Der neue Shootingstar der Demokraten ist Barack Obama. Der junge schwarze Senator gilt als unverbraucht, ehrlich, intelligent, humorvoll und gutaussehend. „Manche verehren ihn wie einen Messias“, stellt „Focus“ fest. Von vielen wird er als der erste schwarze Präsident der USA gehandelt. In Umfragen liegt er jedoch noch weit hinter Konkurrentin Clinton. 40 Prozent der Demokraten würden Clinton wählen, und nur 21 Prozent Obama. Kein Wunder, wenn man bedenkt, dass die ehemalige First Lady sehr viel mehr Millionen Dollar für den Wahlkampf zur Verfügung hat als der politische Neuling Obama. Für Al Gore würden 10 bis 14 Prozent stimmen, und für John Edwards 11 Prozent.

Obama bemüht sich, wie Bush in seinen Reden Gott mit ins Spiel zu bringen. Dabei hat er noch einige Überzeugungsarbeit im christlichen Lager zu leisten. Er wuchs in einem muslimischen, eher unreligiösen Elternhaus auf. Sein Vater stammt aus Kenia und war Moslem, seine Mutter kommt aus Kansas und ist Weiße. Die Eltern gaben ihrem Sohn einen zweiten Vornamen, der ihm heute Probleme macht, so dass er ihn häufig nur mit „H.“ abgekürzt hat. Das „H.“ steht für „Hussein“. Als Obama sechs Jahre alt war, zog seine Mutter mit einem neuen Ehemann und ihm nach Jakarta. „Heute streuen Gegner das Gerücht, dass Obama dort eine Madrassa besuchte, eine fundamentalistische Muslimschule“, berichtet der „Focus“.

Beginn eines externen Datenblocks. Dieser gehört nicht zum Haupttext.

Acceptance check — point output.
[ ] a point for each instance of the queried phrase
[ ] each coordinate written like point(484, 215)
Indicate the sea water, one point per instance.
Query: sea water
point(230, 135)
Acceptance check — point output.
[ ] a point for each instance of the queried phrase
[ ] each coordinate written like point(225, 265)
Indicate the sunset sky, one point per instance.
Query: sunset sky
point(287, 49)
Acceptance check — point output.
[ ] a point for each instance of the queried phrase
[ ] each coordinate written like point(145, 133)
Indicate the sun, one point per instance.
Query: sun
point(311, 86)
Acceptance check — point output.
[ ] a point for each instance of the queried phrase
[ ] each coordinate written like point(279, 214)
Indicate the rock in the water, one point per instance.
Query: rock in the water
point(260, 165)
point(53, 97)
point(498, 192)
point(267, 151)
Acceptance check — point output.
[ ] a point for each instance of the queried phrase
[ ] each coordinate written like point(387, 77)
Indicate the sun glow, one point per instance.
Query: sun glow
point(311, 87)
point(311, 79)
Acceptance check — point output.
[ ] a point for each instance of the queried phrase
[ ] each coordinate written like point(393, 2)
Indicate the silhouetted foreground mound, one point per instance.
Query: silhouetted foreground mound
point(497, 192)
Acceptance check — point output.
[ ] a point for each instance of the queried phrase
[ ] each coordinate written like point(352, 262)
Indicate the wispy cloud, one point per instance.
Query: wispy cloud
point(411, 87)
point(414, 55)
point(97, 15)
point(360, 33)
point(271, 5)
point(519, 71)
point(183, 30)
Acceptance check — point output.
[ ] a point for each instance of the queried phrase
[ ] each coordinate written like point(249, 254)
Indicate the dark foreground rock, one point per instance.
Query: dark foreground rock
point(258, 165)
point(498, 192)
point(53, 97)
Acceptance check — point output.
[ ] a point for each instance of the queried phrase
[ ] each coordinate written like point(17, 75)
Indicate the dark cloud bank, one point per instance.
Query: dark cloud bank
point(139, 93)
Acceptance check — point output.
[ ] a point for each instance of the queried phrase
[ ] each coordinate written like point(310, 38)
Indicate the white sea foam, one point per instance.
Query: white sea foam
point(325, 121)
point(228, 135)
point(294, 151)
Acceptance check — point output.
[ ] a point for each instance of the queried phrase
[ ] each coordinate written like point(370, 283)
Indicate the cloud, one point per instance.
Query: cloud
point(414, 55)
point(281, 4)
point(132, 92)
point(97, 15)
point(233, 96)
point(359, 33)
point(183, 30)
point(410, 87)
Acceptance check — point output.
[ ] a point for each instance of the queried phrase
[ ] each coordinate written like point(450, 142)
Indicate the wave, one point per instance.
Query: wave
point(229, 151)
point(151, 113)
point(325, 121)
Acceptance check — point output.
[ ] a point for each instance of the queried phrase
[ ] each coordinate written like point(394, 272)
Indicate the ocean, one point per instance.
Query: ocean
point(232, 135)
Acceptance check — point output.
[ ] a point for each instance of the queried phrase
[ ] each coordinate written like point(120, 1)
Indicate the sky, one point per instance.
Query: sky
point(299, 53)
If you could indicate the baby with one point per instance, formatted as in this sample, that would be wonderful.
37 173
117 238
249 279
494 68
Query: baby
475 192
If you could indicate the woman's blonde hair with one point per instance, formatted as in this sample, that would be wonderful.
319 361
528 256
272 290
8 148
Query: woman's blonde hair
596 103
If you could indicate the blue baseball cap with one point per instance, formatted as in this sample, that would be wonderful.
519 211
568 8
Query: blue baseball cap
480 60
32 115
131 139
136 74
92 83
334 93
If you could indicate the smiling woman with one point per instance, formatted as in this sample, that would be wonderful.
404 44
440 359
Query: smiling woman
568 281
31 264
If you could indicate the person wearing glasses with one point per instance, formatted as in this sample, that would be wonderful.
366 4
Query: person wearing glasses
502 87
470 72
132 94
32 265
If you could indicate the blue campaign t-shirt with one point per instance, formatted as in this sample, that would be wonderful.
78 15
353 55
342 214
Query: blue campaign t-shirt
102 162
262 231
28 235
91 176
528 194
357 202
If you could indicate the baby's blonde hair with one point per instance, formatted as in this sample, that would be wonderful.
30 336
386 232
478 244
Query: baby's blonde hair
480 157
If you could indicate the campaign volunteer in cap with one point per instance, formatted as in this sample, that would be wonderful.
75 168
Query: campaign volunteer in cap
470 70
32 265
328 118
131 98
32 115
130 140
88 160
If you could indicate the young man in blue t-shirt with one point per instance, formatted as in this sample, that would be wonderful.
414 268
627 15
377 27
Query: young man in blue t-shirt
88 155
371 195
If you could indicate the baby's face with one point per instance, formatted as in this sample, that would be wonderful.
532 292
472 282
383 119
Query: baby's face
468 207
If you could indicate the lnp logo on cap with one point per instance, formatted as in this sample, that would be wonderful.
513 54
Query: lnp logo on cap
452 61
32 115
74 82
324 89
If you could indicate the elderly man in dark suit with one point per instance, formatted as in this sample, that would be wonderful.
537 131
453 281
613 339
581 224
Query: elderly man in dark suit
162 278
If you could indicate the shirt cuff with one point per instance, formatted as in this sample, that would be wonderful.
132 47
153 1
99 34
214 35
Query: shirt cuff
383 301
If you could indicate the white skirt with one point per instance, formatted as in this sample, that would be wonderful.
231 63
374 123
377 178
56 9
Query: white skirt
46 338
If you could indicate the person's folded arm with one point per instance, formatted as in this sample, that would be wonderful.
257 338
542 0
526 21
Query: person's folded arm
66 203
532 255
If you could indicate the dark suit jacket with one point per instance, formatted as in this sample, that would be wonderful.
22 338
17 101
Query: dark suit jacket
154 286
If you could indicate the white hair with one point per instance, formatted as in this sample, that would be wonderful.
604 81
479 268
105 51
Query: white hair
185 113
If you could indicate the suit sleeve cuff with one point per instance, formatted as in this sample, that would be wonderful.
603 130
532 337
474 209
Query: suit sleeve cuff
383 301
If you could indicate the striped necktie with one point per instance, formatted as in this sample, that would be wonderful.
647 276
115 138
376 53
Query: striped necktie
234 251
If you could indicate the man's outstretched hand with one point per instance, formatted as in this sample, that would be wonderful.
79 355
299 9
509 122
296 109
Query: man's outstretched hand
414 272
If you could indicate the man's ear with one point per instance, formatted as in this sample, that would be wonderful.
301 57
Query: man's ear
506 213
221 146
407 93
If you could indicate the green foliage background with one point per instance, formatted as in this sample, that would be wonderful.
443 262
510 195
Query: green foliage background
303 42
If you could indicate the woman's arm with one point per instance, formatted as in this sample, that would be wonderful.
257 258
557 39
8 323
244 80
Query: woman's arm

Auch Obamas Nachname ist nicht ohne Konfliktpotential. Anfang Januar strahlte der US-Nachrichtensender CNN einen Beitrag über den Anführer des Terrornetzwerkes Al-Qaida, Osama Bin Laden, aus. Am unteren Bildrand stand die Zeile: „Where’s Obama?“ CNN entschuldigte sich beim möglichen Präsidentschafts-Anwärter für den Tippfehler.

Als junger Mann fand Obama zum christlichen Glauben, erzählt er. Er trat der „Trinity United Church of Christ“ bei. Die legt ihre Haupt-Stoßrichtung in die Hautfarbe ihrer Mitglieder. Die Kirche hat 12 Richtlinien aufgestellt, von denen die ersten drei lauten: „1. Hingabe gegenüber Gott. 2. Hingabe gegenüber der Schwarzen Gemeinschaft. 3. Hingabe gegenüber der schwarzen Familie.“ Fünf weitere Punkten legen ebenfalls besonderen Wert auf das „Schwarze Werte-System“.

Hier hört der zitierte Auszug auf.